Brian Ferguson sent me this piece (posted with his permission), to which I have added some links:
Looking at the posts by Kevin Brancato at
Truck and Barter, and Don Boudreaux at
Cafe Hayek, it seems to me that they miss one interesting point, which is that the fundamental cause of the problems of the Canadian health care system is the same as the fundamental cause of the problems of the American health care system. They just manifest differently. In both cases the problem is a system which holds the price down.
When Canada introduced Medicare, we didn't create a whole new structure. The doctors strike in Saskatchewan, driven by fears that
Tommy Douglas was going to impose a British style NHS, showed Ottawa that that approach wouldn't work. Instead, we basically just took over the existing private, not-for-profit doctor sponsored insurance plans.
Literally in some cases - some provinces simply contracted with the pre-existing plan in their province (the market in health insurance before Medicare wasn't exactly competitive) to run the provincial Medicare plan. Same plan, same managers. That continued in some provinces until Ottawa decided that it violated the "publicly administered" requirement for Medicare (a nonsensical conclusion, but that's what they decided). Those older plans were basically modeled on the American Blue Cross, Blue Shield system.
In the early days of Medicare, some provinces had co-payments, at least in the sense of permitting extra billing. It was only with the Canada Health Act that extra billing was banned and the price out of pocket to the patient fell to zero everywhere. [The beginning of the end of a great health-care system in my opinion - JP/EE]
A zero price encourages overuse, but that's not unique to the Canadian system. Remember that the American health economics literature from the 1970s focussed very tightly on the welfare losses associated with excessive health insurance; welfare losses which resulted from the fact that the co-payment, service insurance structure of US health insurance also drove the price of care way down. [see
here and
here]
Both systems, in other words, drove the price out of pocket to the insured patient down to a level well below the marginal cost of the service (or commodity, since drug insurance takes the same form).
In both cases the fact that the patient paid only a fraction of the price of care out of pocket increased the quantity of care demanded. In the Canadian case, the government responded by putting a ceiling on price - doctors are price takers who have to accept the MEdicare fee as payment in full - and restricting quantity. In the American case, since the market for medical goods and services is imperfectly competitive (if only because patients can form brand loyalties over doctors), the effect of co-payment and co-insurance type service insurance was ultimately to drive the price of care up. The insured paid less than the market price out of pocket, the uninsured were faced with the full market price, which was often above the choke price on their demand curves.

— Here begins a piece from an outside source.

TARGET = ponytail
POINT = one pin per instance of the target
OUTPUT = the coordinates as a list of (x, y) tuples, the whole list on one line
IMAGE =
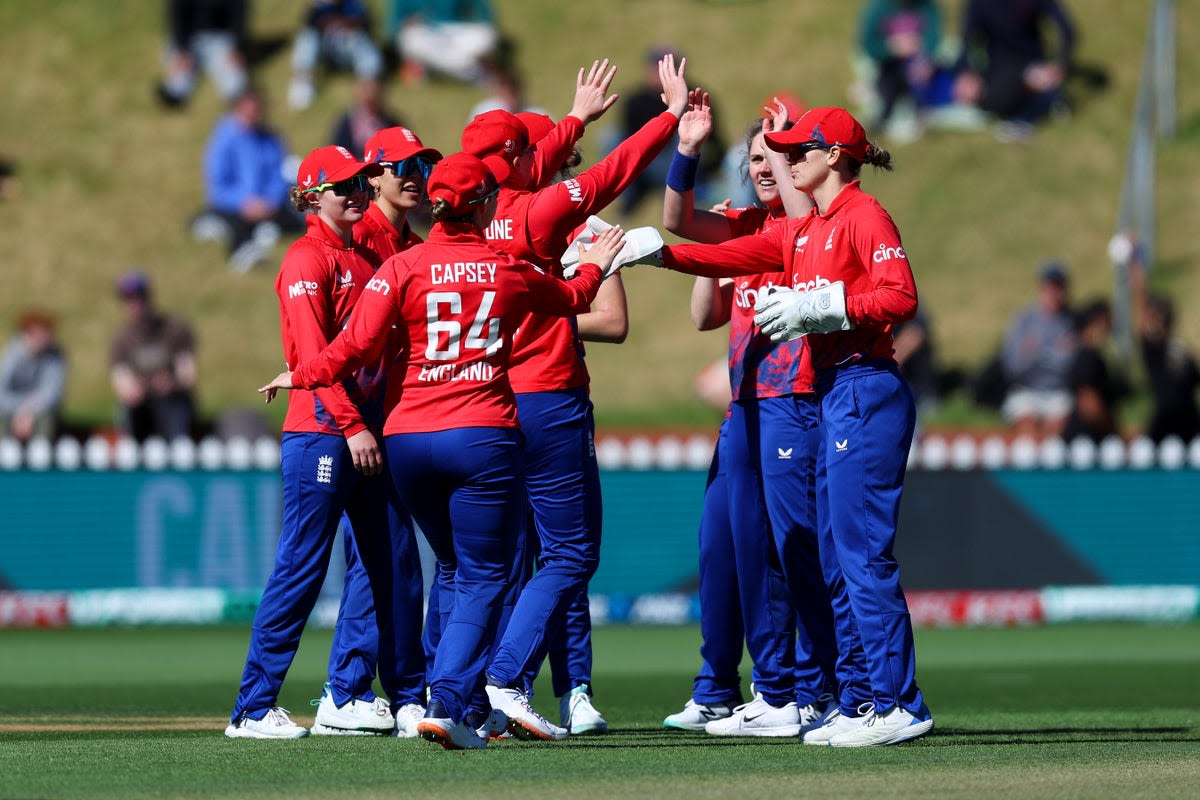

The low out of pocket price is a major part of the reason the US has the world's most expensive health care system. A paper in
Health Affairs not too long ago found that, while medical indication played some role, the major factor determining whether a patient with arthritis took COX-2 inhibitors was the generosity of their insurance cover. More generous cover means lower out of pocket price. Demand curves slope downward.
Part of the reason drug expenditures are so high is that insured patients often refuse to take nonprescription alternatives when there is a prescription drug available, because insurance covers prescription drugs but generally not non-prescription ones.
[I know of one physician who used to prescribe Ibuprofin 300s
because they were not available over-the-counter, which meant his patients didn't have to shell out a couple of dollars for what I call "Vitamin I"; once the dispensing fees were added, the price was over $10. -- JP/EE].
Even though the prescription drugs are more expensive - add more to total health care expenditures - they are cheaper to the patient. Look at what happened to the price of Claritin in the US when it lost its prescription status. (It was already a nonprescription drug in Canada, so here it was no more expensive than the other drugs on the shelves around it in the drugstore.)
Truck and Barter and Cafe Hayek are right when they say that zero price is the source of the problems in the Canadian system,
but it is also the source of the problems in the US system [my emphasis]. The only reason those problems look different is because of the different constraints imposed on the two systems. And Canadians who claim that our system is so much better than the American system (still too many of them running around loose) should take a close look at the fact that we get our drug and dental coverage through insurance identical to the type the American system uses.